Service Level Agreements (SLAs) are essential in the IT business. IT managers should know what to expect from their service providers. You should fully understand any SLA before signing it – especially when it comes to uptime. Let’s explore.
Everyone who has been around IT support has heard of Service Level Agreements. As we consider what is expected regarding uptime in SLAs, it might be helpful to briefly have a look at what SLAs are and their purpose. A Master of Project Academy blogpost gives us a basic description: “A service level agreement states what the two parties want to achieve with their agreement along with an outline of the responsibilities of each party including expected outputs with performance measures.”
In business, everyone must look out for their own interests. It’s a dog-eat-dog world out there. A SLA allows each side to clarify what they want out of the relationship, and it specifies responsibilities and even penalties when one side does not hold up to the bargain. As the blog post indicates, three types of SLAs include service-based, customer-based, and multi-level.
One of the key components of any SLA is the service requirement. This could be fashioned in different ways, with a multi-tiered service offering consisting of different levels of support. Each tier may have its own service level, response time requirement, and set of responsibilities. Usually key performance indicators (KPIs) help to measure performance. But what should be measured?
First and foremost, clients of IT service providers want to be sure that the service remains up. The industry standard is five 9’s, or 99.999% availability. But not every service provider offers that. In fact, when viewed over an entire year, what many companies offer can leave customers down for much longer than they think.
Consider a service provider who offers 99% uptime in their SLA. Sounds good, right? Think again. A service level of 99% uptime can leave your service down for many hours at a time – all within contract limits.
Take a look at the accompanying chart. At 99%, your IT service could be down for almost 88 hours in one year. This shows how important the actual number is.
Uptime Percentage | Average Annual Downtime |
---|---|
99% | 87 hours, 40 minutes |
99.9% | 8 hours, 46 minutes |
99.99% | 52 minutes, 36 seconds |
99.999% | 5 minutes, 16 seconds |
99.9999% | 31.6 seconds |
It’s clear from the figures that there are big differences in the service levels offered in the market. The service level at 99.9% support actually offers considerably less downtime than the 99% level. If you hadn’t seen it laid out this way, would you have realized that there were such big gaps? Does the service level that your provider currently offers match your expectations?

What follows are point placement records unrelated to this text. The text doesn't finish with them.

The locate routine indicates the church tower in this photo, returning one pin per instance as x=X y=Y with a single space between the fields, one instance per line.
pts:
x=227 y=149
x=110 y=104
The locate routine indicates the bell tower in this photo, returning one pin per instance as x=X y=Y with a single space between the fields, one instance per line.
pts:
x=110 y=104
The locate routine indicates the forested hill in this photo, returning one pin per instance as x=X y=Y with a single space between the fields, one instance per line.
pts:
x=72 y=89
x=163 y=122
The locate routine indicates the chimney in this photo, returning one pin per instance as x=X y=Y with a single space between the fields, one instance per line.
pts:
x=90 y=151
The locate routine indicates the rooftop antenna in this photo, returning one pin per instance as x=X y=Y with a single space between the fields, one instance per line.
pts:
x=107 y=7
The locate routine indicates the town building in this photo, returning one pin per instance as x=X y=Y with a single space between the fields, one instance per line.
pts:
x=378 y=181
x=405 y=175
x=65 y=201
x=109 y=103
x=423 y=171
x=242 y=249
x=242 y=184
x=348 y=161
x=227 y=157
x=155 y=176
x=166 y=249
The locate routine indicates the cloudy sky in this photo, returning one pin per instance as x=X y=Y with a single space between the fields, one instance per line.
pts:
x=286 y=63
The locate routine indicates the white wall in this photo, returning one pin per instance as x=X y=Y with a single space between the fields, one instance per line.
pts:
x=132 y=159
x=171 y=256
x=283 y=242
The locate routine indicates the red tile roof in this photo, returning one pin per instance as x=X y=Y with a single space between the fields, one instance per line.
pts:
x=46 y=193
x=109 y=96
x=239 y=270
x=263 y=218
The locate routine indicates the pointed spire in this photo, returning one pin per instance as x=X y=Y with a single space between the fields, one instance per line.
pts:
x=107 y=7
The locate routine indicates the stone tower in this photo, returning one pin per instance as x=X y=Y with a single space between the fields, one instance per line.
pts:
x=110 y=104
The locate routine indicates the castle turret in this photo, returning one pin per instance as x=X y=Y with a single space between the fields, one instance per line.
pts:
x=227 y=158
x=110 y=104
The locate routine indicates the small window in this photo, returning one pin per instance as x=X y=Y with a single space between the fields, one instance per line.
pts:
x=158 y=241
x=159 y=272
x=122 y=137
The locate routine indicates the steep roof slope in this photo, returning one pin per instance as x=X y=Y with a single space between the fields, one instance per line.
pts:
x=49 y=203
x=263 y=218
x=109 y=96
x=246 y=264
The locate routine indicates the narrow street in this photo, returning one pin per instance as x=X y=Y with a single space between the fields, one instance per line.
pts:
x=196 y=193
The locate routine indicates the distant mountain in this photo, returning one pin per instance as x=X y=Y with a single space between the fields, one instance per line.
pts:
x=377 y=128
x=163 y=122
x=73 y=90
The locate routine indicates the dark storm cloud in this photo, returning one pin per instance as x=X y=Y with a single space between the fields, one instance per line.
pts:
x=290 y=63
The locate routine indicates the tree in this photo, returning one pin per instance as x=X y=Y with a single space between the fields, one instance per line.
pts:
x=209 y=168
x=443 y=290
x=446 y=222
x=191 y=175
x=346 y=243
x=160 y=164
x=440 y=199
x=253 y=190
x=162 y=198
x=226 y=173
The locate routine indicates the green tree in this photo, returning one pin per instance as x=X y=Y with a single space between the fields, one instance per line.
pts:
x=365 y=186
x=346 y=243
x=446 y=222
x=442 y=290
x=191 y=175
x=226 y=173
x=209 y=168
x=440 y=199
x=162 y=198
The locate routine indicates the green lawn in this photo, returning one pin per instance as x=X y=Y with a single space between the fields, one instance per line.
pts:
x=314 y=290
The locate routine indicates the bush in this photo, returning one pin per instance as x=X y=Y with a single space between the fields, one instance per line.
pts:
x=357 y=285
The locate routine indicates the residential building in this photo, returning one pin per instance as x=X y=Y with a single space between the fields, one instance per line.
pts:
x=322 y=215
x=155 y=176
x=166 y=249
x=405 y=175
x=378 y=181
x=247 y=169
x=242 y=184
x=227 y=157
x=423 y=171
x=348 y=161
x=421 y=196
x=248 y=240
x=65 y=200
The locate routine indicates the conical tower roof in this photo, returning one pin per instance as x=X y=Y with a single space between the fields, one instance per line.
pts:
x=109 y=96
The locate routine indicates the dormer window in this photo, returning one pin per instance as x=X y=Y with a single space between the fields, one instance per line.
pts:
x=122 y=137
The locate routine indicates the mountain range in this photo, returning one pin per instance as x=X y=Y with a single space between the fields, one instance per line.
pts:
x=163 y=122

Let’s take a look at a few SLAs on the market. Amazon Web Services says that if your monthly uptime percentage drops below 99.95%, you are entitled to a service credit of 10%. If it slips below, 99.0%, then you get back 30%. Microsoft Azure’s cloud services SLA provides two-tiers of reimbursement: 10% service credit for less than 99.95% uptime and 25% credit for less than 99% uptime. Salesforce.commight not even have an SLA, and comments that they have proven reliability of 99.9+ percent.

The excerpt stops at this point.